If BofA is right - and they usually have been - this morning's Retail Sales print would be a big beat and provide more questions for those thinking about rate-cuts and soft landings...
And sure enough, after an unexpectedly large rise in November, December saw a 0.6% MoM rise (hotter than the expected 0.4%, but less than BofA's surge expectations). Still, it was the biggest jump since September and lifted the YoY change to +5.6% - its hottest since Jan 2023...
On a MoM basis, Gasoline Stations and Personal Healthcare stores saw sales decline while Motor Vehicle sales surged...
Both headline and core retail sales re-acclerated - ending up 5.6% YoY in 2023...
Gasoline Stations and Building Materials were the only segment that saw retail sales lower in 2023 with motor vehicles and Food Services up most...
Source: Bloomberg
Finally, as a reminder, retail sales data is nominal - i.e. not adjusted for inflation.
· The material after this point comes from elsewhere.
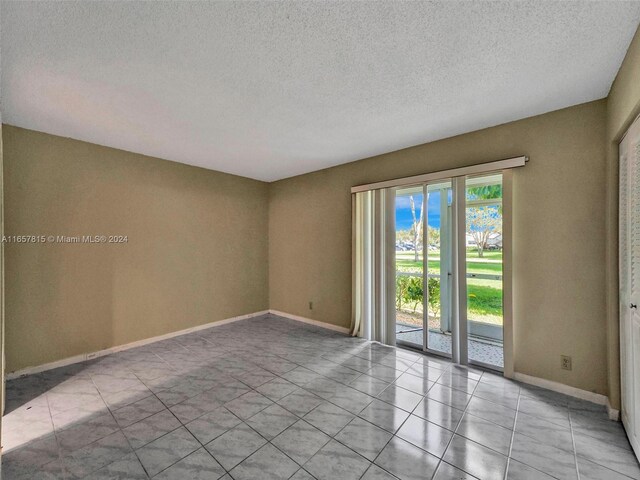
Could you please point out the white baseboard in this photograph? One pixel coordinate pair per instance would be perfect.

So is this just a reflection of falling gas prices and soaring food prices?
While not comparing apples and oranges, if we adjust the headline retail sales rise in 2023 for the rise in consumer prices, we see 'real' retail sales rose 2.2% YoY - obviously far better than the real-sales decline in 2022, but it was the weakest year since 2018...
Certainly doesn't help the Goldilocks narrative.